After weeks of negotiations, California raisin growers and the industry’s packers have agreed on a price for the 2014 crop: $1,775 a ton, an increase of 7.5% over the previous year.
Raisin Bargaining Association officials were pushing for a higher price, given that the size of this year’s crop is expected to be smaller. Some farmers have estimated the state’s raisin crop may be off by 10% to 40%. But working against them was a bumper raisin crop from their chief foreign competitor, Turkey.
“The RBA Board of Directors made a difficult decision to compromise at the $1,775 per ton price to give our packers as much opportunity to turn around a very weak export market condition that is being driven by a large and questionable quality Turkish sultana crop harvested this year,” said Glen Goto, president of the RBA.
Several raisin farmers said Tuesday that they were somewhat satisified with the price that at least was more than the $1,650 a ton growers received last year.
“A lot of us were shooting for $1,850, but we think the price is a good compromise,” said Michael Kazarian, who farms in the Fowler area. “It could have been a lot less.”
Although the raisin packers and the Raisin Bargaining Association negotiate a price for the crop every year, this year the two sides struggled to come to agreement.
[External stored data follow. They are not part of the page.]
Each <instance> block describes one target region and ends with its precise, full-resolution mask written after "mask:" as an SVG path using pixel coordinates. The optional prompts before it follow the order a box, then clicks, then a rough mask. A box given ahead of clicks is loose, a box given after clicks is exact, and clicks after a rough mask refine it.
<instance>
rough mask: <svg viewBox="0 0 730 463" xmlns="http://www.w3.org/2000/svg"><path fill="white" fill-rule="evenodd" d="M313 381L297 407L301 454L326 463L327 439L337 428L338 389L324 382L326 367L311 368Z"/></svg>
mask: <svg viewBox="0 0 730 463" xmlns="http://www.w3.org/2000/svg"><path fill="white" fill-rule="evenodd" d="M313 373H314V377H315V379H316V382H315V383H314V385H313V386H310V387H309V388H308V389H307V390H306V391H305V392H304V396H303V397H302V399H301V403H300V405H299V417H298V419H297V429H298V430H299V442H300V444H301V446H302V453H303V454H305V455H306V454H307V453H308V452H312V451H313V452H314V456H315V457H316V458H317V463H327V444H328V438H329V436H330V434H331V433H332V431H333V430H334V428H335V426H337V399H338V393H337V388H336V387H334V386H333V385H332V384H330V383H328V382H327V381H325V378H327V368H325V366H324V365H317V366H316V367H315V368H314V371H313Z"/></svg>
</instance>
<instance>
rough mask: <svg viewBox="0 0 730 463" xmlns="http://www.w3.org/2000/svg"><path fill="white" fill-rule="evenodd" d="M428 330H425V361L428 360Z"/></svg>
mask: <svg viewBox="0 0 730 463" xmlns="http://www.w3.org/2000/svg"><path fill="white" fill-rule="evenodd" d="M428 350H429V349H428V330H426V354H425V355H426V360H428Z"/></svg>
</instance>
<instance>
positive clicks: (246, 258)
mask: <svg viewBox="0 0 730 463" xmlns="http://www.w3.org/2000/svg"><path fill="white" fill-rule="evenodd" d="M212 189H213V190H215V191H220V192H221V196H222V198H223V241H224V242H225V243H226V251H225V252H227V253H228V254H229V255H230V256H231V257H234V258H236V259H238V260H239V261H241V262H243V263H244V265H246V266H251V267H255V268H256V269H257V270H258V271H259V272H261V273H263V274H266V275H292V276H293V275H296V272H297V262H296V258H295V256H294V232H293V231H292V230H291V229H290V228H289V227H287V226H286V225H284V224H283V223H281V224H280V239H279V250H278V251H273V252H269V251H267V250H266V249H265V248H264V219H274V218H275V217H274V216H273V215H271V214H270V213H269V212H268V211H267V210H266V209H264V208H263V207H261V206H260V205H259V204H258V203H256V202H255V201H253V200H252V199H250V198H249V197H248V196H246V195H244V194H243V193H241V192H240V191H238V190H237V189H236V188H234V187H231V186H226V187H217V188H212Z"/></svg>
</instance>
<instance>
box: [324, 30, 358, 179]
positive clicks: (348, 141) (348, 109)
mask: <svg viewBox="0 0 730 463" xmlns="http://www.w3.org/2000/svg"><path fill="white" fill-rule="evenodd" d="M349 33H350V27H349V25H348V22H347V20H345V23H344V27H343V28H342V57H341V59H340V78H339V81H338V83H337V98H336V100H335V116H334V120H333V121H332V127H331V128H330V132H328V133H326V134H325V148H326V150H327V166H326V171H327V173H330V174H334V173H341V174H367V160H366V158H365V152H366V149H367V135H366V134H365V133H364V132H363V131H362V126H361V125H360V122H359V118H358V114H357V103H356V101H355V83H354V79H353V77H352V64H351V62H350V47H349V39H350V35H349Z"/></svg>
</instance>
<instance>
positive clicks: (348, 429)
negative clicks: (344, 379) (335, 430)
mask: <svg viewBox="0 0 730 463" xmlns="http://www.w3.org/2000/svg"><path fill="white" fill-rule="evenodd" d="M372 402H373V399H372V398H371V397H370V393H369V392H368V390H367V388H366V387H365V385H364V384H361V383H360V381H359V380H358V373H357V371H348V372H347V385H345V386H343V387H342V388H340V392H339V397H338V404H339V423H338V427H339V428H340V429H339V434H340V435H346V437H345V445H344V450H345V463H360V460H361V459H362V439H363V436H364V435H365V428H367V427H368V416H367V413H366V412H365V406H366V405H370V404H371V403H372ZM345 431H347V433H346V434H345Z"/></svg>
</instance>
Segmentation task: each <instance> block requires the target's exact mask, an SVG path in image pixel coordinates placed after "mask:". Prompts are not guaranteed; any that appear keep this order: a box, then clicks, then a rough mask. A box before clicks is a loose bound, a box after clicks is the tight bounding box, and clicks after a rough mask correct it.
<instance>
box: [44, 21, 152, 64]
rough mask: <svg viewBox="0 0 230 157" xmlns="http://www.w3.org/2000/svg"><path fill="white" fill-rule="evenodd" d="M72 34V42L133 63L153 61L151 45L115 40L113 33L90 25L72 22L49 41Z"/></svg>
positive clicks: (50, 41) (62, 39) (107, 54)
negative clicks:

To add pressure to the packers, the bargaining association urged all growers to withhold delivering their raisins until a price was set. The tactic, however, didn’t have as strong an impact as the association wanted.
Many independent growers, or those not belonging to the association, delivered their raisins to the packing houses. The RBA represents about one third of the industry’s growers. The other two-thirds of the industry is made up of independent packers and Sun-Maid Growers, a raisin cooperative.
“Without a unified grower group, the guys delivering to the packers undermined our efforts to get a higher price,” Kazarian said.
Raisin grower Harvey Singh said that while he too, was hoping for a higher price, he at least hopes that the price gets buyers interested in this year’s crop. And he doubts that the price will stop growers from leaving the industry to farm higher-value crops.
Singh, whose family has been farming raisins for 45 years, said he too will replant a portion of his raisin ranch with almonds and citrus. His raisin acres in Fowler will remain.
“We make good raisins in Fowler and we will continue that,” Singh said. “But it is time to diversify, there are other crops out there that are also making money, like nuts and citrus.”
As part of the price agreement with the raisin industry packers, growers will be paid in three installments as they were last year.